When ESPN first launched in 1979, it was unclear how the public would respond to an all-sports cable channel. Three years later, a woman actually named ESPN in her divorce suit, claiming the network ruined her married by offering too much coverage. Travis Vogan says ESPN has fomented fanaticism not just for the teams it depicts, but for the network itself. One example of this? People naming their babies Espn (pronounced ‘es-pin’).
“It speaks to how important ESPN is and how it's spanned well beyond a cable outlet. It’s not just a TV channel, it’s a sort of cultural touchstone. It’s a way of creating community, it’s a way of asserting your identity.”
Vogan says that type of cultural significance is no accident.

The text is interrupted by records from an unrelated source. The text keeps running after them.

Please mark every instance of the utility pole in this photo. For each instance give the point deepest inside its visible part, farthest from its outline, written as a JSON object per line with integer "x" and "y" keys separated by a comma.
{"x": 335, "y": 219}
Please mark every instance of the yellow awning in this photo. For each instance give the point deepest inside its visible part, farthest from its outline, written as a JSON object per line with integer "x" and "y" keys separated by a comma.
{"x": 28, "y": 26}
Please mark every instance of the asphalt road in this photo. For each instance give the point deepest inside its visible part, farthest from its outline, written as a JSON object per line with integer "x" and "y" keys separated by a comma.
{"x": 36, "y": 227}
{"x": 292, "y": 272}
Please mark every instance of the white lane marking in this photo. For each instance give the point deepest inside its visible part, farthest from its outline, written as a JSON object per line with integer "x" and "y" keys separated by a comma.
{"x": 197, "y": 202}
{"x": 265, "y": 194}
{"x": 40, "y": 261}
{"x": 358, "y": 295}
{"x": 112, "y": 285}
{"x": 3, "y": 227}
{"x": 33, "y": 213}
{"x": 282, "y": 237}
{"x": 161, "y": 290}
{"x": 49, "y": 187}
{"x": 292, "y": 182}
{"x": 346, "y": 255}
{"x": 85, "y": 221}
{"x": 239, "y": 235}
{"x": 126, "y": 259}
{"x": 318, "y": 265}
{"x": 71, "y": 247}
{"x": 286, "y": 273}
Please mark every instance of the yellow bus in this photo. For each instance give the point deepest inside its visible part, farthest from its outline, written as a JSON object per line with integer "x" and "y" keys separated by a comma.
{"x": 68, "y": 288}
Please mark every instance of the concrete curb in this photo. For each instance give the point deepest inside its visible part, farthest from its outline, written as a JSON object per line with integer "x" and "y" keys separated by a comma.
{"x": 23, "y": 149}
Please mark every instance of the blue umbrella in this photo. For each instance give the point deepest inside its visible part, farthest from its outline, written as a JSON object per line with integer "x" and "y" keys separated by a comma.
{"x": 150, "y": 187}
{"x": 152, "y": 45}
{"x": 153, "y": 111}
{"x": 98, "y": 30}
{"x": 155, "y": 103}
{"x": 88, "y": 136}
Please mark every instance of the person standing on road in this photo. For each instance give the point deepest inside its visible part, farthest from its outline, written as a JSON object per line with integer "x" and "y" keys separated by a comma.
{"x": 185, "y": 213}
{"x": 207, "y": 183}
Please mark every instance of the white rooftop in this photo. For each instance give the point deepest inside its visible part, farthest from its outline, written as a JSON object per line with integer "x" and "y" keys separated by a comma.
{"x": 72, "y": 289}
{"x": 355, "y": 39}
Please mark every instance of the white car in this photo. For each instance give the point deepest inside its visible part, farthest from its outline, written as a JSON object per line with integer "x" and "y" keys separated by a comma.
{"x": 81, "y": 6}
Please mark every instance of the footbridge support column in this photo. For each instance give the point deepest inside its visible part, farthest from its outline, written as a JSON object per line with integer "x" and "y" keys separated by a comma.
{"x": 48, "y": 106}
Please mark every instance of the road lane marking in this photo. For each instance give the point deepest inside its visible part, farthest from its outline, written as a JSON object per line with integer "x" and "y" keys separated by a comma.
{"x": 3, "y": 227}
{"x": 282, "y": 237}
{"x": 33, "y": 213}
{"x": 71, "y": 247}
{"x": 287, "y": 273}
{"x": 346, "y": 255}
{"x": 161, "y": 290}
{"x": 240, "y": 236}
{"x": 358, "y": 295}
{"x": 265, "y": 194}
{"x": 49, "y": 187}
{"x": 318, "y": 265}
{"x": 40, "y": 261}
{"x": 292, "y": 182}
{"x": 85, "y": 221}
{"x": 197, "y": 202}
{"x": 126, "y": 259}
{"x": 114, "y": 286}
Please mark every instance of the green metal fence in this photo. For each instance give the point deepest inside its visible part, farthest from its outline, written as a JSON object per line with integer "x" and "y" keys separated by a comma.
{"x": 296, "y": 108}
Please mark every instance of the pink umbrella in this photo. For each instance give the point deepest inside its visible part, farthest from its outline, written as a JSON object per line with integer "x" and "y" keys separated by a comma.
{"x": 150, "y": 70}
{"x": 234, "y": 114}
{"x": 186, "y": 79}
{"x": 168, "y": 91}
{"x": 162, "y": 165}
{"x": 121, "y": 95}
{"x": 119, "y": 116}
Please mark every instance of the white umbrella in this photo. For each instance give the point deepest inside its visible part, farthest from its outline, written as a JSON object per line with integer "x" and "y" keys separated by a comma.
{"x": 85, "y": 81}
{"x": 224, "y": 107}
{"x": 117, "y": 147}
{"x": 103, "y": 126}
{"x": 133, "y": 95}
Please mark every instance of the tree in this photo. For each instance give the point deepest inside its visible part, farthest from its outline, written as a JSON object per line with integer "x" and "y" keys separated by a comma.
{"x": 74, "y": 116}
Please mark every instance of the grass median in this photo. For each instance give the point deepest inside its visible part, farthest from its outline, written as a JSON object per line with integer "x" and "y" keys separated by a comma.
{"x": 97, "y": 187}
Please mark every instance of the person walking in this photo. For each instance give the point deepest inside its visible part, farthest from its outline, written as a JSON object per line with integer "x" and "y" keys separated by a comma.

“It’s not just an entity that’s delivering sports, but it’s a framework through which we see the world. Nobody’s going to name their kid Espn because it sounds cool or because they think it’s a fascinating name. They’re going to name their kid Espn because of the meanings we attach to ESPN, and those meanings exceed the realm of sports. ESPN has done all kinds of things to kind of ensure that this brand has meaning that exceeds sports, that it’s powerful, that it has some sort of weight attached to it.”
Travis Vogan is an assistant professor of Journalism and Mass Communication and American Studies at the University of Iowa. He wrote the book ESPN: The Making of Sports Media Empire.
More than 35 years after ESPN was launched, 80 percent of households with at least one television set pay for ESPN as a part of their cable package. In this edition of River to River, host Lindsey Moon talks with Vogan about how the network has transformed the way we consume and think about sports.